/sacchips/harddrive
Navigation

Le gouvernement chinois ne veut pas de rappeurs ou d’invités tatoués à la télévision

Le gouvernement chinois ne veut pas de rappeurs ou d’invités tatoués à la télévision
AFP

Coup d'oeil sur cet article

Ne passe pas à la télévision chinoise qui veut! Surtout si on arbore des tatouages ou un accoutrement associé au rap.

Comme le rapporte le Time, les tenues «insipides, vulgaires et obscènes» ne seront pas tolérées au petit écran en Chine.

La décision est venue de la très officielle State Administration of Press, Publishing, Radio, Film and Television of the People’s Republic of China (SAPPRFT). Cet organisme gouvernemental censure, au besoin, la télévision d’État.

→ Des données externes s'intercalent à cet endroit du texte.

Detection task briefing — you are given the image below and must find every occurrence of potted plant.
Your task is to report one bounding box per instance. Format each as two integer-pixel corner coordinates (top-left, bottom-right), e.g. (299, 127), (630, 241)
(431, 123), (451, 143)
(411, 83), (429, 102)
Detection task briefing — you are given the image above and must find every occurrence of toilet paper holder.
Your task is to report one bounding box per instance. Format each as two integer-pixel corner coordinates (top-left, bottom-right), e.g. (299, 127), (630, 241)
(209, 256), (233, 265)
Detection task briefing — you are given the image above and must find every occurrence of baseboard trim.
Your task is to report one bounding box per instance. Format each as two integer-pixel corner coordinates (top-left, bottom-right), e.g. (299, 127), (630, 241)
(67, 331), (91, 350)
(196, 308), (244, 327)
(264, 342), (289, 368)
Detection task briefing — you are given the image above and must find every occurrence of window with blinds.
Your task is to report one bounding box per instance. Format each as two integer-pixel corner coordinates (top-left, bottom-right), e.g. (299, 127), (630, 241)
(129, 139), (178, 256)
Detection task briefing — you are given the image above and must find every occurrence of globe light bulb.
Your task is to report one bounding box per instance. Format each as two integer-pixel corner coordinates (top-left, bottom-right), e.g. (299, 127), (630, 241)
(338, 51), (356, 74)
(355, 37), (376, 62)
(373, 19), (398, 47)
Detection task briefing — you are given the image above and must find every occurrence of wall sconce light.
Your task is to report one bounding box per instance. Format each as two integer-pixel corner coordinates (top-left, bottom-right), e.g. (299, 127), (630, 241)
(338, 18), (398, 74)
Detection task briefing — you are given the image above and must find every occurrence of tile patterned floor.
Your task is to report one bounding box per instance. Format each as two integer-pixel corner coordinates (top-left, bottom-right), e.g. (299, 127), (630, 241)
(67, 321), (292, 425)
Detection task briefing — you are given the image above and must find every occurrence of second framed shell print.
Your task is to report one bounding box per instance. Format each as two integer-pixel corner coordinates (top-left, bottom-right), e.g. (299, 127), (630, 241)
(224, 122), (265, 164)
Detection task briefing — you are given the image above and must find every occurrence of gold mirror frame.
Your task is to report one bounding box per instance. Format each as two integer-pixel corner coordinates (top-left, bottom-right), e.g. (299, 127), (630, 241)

Et il semble que besoin il y ait.

Selon une annonce faite en point de presse, la SAPPRFT «exige que les émissions ne mettent pas en vedette des acteurs avec des tatouages et ne représentent ni la culture hip-hop ni la subculture ou la culture décadente».

Pour appuyer cette interdiction, quatre règles majeures annoncées par Gao Changli, directeur publicitaire de la chaîne d'État, seront suivies:

  • Ne jamais faire appel à des acteurs dont le cœur ou la moralité ne sont pas en accord avec le Parti, ou dont la moralité n’est pas noble.
  • Ne jamais faire appel à des acteurs insipides, vulgaires ou obscènes.
  • Ne jamais faire appel à des acteurs dont le niveau idéologique est bas ou qui n’ont aucune classe. 
  • Ne jamais faire appel à des acteurs dont le dossier est entaché par des scandales ou une intégrité morale problématique.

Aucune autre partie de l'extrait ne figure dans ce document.